Seit dem Gespräch mit David waren ein paar Stunden vergangen, und wir hatten endlich Pause. Die Nachmittagssonne schien durch das Küchenfenster und tauchte den Raum in ein warmes, goldenes Licht.
»Er hat zugestimmt«, sagte ich stolz und nippte an meiner Tasse Kaffee.
»Einfach so? Ich hätte gedacht, er würde sich nicht so leicht beeinflussen lassen...«, entgegnete Sarah mit einem misstrauischen Blick.
»Ich hab da meine Mittel...«, sagte ich schmunzelnd. Die Erinnerung an unser Gespräch ließ mich lächeln.
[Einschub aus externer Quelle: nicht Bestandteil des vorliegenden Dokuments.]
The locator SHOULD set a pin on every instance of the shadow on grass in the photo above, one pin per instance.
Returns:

»Also echt, Aleyana, du überraschst mich immer wieder!« Sarah lachte und schüttelte ungläubig den Kopf. »Aber sag mal, auf was habt ihr euch denn jetzt geeinigt?« Sie sah mich neugierig an, während ich meine Tasse abstellte.
»Geeinigt?«, wiederholte ich, während ich in Gedanken versank.
»Ja, wofür habt ihr euch entschieden?«
»Verdammt, das habe ich ja ganz vergessen!« Ich hatte ihn zwar dazu überredet, einen Handel einzugehen, aber nicht festgelegt, was meine Anforderungen sind. Mann, bin ich blöd! In meinem Eifer, David zu überzeugen, hatte ich das Wichtigste vergessen.
»Also echt, Aleyana, du überraschst mich wortwörtlich immer wieder...« Jetzt seufzte Sarah und hielt sich mit ihrer flachen Hand an die Stirn.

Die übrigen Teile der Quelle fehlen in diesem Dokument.